Figure 1: A toy example of a EI model training table.
EI, as human health, is a latent variable. It’s true state cannot be directly observed. Even so, we have chosen to continue on the path of a supervised EI model. We have chosen (discrete) proxies for EI to be used as evidence and hope to achieve a more detailed EI estimation (continuous).
We have chosen to use bayesian networks to model EI. From observing the previous table it should be clear that any predictive (classification) model could be used, from linear regressions, to tree-based methods and deep neural networks. So why bayesian networks?
Well, machine learning has become incredibly good at signal processing. Especially deep machine learning.
Figure 2: Deep learning has achieved good results identifying fauna in digital media.
[previously] In the 1st wave of AI, systems followed clear (hard coded) rules.
[currently] In the 2nd wave, systems rely on ML to replicate simple human tasks, e.g. computer vision.
In the 3rd wave of AI, systems are more than just tools that execute human programmed rules or generalize from human-curated data sets. The systems will function as partners rather than as tools. So AI models will have to be auditable, the predictions they make will have to be transparent and explainable.
As AI dominates decision making tasks it will be ever more important to think about the end user of the systems: Who will be using the system? What do they want to know? How do we communicate that to them?
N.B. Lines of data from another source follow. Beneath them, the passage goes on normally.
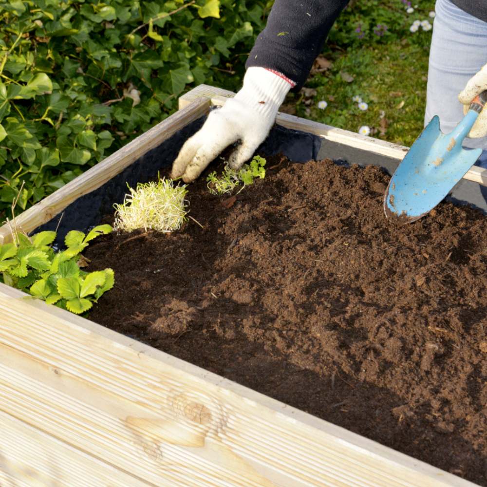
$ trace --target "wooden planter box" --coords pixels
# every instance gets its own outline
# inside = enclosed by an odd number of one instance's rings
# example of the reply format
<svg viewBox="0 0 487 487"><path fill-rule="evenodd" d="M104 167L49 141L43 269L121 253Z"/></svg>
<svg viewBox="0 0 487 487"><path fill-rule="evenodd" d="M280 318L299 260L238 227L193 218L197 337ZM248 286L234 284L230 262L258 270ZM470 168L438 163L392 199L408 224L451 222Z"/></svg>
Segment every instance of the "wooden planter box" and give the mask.
<svg viewBox="0 0 487 487"><path fill-rule="evenodd" d="M204 85L190 92L178 112L18 225L30 232L48 221L231 95ZM393 166L407 150L290 115L277 122L319 135L323 156L365 151ZM471 193L487 185L478 168L465 180ZM0 228L0 242L10 238ZM25 296L0 284L1 487L474 485Z"/></svg>

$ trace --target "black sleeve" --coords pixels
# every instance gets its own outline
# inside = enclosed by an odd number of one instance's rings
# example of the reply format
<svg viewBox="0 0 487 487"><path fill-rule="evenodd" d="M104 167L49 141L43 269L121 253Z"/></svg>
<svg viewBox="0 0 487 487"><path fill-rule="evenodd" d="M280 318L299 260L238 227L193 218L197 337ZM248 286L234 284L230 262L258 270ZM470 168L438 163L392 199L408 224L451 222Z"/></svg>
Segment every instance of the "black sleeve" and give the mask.
<svg viewBox="0 0 487 487"><path fill-rule="evenodd" d="M300 90L349 0L276 0L245 63L276 70Z"/></svg>

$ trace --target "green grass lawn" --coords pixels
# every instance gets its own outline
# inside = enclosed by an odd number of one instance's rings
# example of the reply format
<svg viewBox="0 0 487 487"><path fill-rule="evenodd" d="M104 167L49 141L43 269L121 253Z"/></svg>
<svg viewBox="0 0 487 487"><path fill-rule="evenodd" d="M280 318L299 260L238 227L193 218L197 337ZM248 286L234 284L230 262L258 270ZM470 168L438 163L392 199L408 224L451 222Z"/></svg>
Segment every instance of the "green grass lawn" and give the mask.
<svg viewBox="0 0 487 487"><path fill-rule="evenodd" d="M382 4L377 1L368 3ZM394 33L393 23L389 28L393 34L388 38L375 36L375 38L373 31L361 46L360 39L352 37L346 50L329 43L322 56L331 67L322 73L312 71L305 89L290 94L282 111L354 132L368 126L371 136L408 146L413 143L423 127L431 31L420 28L411 33L409 28L416 19L434 22L428 17L434 10L434 2L419 2L420 8L412 15L405 12L401 0L386 3L382 8L395 16L398 32ZM350 13L341 15L345 18L339 18L342 23L339 28L350 30L366 19L359 16L354 24ZM368 104L366 111L359 109L353 101L354 96ZM322 100L328 104L324 109L318 108Z"/></svg>

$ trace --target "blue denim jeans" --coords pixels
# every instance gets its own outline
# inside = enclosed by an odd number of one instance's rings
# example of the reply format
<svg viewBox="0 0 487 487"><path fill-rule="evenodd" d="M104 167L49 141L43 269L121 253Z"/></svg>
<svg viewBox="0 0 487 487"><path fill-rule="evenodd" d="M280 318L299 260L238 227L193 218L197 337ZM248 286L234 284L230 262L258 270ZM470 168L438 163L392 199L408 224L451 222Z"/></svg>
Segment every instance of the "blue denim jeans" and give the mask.
<svg viewBox="0 0 487 487"><path fill-rule="evenodd" d="M487 22L464 12L450 0L436 0L435 11L425 126L437 115L442 131L449 133L464 116L458 93L487 64ZM462 146L483 149L475 165L487 168L487 137L466 138Z"/></svg>

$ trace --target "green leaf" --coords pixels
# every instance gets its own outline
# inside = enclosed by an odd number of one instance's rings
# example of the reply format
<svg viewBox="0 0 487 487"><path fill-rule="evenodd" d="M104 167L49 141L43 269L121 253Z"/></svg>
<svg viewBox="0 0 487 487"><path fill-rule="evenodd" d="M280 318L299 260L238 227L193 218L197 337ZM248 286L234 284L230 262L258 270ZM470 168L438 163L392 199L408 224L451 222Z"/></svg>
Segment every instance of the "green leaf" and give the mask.
<svg viewBox="0 0 487 487"><path fill-rule="evenodd" d="M69 300L66 302L66 306L68 311L74 313L76 315L87 311L93 306L91 301L86 299L77 298Z"/></svg>
<svg viewBox="0 0 487 487"><path fill-rule="evenodd" d="M19 261L17 259L7 259L0 262L0 272L7 270L10 267L12 267L18 264Z"/></svg>
<svg viewBox="0 0 487 487"><path fill-rule="evenodd" d="M48 304L54 304L57 302L62 297L58 294L51 294L46 298L46 302Z"/></svg>
<svg viewBox="0 0 487 487"><path fill-rule="evenodd" d="M7 131L2 125L0 125L0 142L7 136Z"/></svg>
<svg viewBox="0 0 487 487"><path fill-rule="evenodd" d="M37 279L35 272L29 272L25 277L20 278L17 282L17 287L23 289L26 287L30 287Z"/></svg>
<svg viewBox="0 0 487 487"><path fill-rule="evenodd" d="M36 281L31 286L29 292L35 298L45 300L52 292L51 288L48 285L47 282L44 279L39 279Z"/></svg>
<svg viewBox="0 0 487 487"><path fill-rule="evenodd" d="M32 244L37 248L52 244L56 238L56 232L46 230L36 233L31 238L32 239Z"/></svg>
<svg viewBox="0 0 487 487"><path fill-rule="evenodd" d="M31 252L27 259L28 264L37 270L47 270L51 267L49 256L42 250L37 250Z"/></svg>
<svg viewBox="0 0 487 487"><path fill-rule="evenodd" d="M86 243L86 242L90 242L90 240L93 240L93 239L98 235L101 235L102 233L105 235L106 235L107 233L111 233L112 229L112 227L108 225L98 225L88 233L86 238L83 241Z"/></svg>
<svg viewBox="0 0 487 487"><path fill-rule="evenodd" d="M76 278L61 277L57 280L57 292L66 299L79 297L79 281Z"/></svg>
<svg viewBox="0 0 487 487"><path fill-rule="evenodd" d="M53 82L45 73L39 73L27 83L27 86L38 93L53 91Z"/></svg>
<svg viewBox="0 0 487 487"><path fill-rule="evenodd" d="M202 19L206 17L220 19L219 0L206 0L205 5L198 11L198 13Z"/></svg>
<svg viewBox="0 0 487 487"><path fill-rule="evenodd" d="M59 150L61 160L82 166L91 159L91 153L86 149L79 149L75 147L73 141L67 135L61 135L56 140L56 145Z"/></svg>
<svg viewBox="0 0 487 487"><path fill-rule="evenodd" d="M64 239L64 244L66 247L72 247L73 245L78 245L83 242L85 234L82 232L77 230L72 230L68 233Z"/></svg>
<svg viewBox="0 0 487 487"><path fill-rule="evenodd" d="M8 119L11 120L12 119ZM7 132L7 136L16 146L22 147L25 145L25 141L33 137L32 134L25 129L23 123L18 123L14 122L9 122L5 128Z"/></svg>
<svg viewBox="0 0 487 487"><path fill-rule="evenodd" d="M63 252L63 257L66 258L67 256L65 255L66 252ZM61 262L59 262L58 270L57 274L59 277L77 277L79 275L79 267L77 264L74 261L65 261L62 262L62 258L60 259Z"/></svg>
<svg viewBox="0 0 487 487"><path fill-rule="evenodd" d="M89 294L94 294L97 287L101 287L105 284L106 279L106 275L103 271L89 274L81 284L81 297L84 298Z"/></svg>
<svg viewBox="0 0 487 487"><path fill-rule="evenodd" d="M59 151L51 147L43 147L36 151L37 159L40 162L40 169L47 166L56 167L59 163Z"/></svg>
<svg viewBox="0 0 487 487"><path fill-rule="evenodd" d="M13 244L0 245L0 261L17 255L17 247Z"/></svg>
<svg viewBox="0 0 487 487"><path fill-rule="evenodd" d="M84 130L76 136L76 141L82 146L96 150L96 136L92 130Z"/></svg>

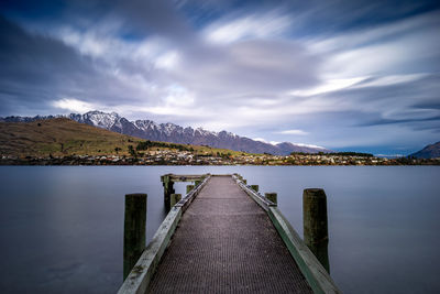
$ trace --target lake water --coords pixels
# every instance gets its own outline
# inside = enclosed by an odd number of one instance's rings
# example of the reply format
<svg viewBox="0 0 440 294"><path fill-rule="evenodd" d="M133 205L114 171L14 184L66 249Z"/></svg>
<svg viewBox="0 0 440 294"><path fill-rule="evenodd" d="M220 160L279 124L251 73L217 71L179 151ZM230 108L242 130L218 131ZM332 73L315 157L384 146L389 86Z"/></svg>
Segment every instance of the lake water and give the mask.
<svg viewBox="0 0 440 294"><path fill-rule="evenodd" d="M330 271L344 293L440 293L436 166L0 166L0 292L117 292L124 194L147 193L151 240L165 217L160 176L207 172L277 192L300 236L302 189L324 188Z"/></svg>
This will not only increase the probability that the system is used by the end-user but it may be, arguably, a basic human right in itself:
In the regulation of algorithms, particularly artificial intelligence and its subfield of machine learning, a right to explanation (or right to an explanation) is a right to be given an explanation for an output of the algorithm. Such rights primarily refer to individual rights to be given an explanation for decisions that significantly affect an individual, particularly legally or financially. For example, a person who applies for a loan and is denied may ask for an explanation.
Bayesian networks are some of the most interpretable models out there and also allow the analysis of the interconnected relations of a group of variables, something naturally interesting when analyzing ecosystems.
Figure 3: BNs allow to propose a complex criss-cross structure for relations between variables.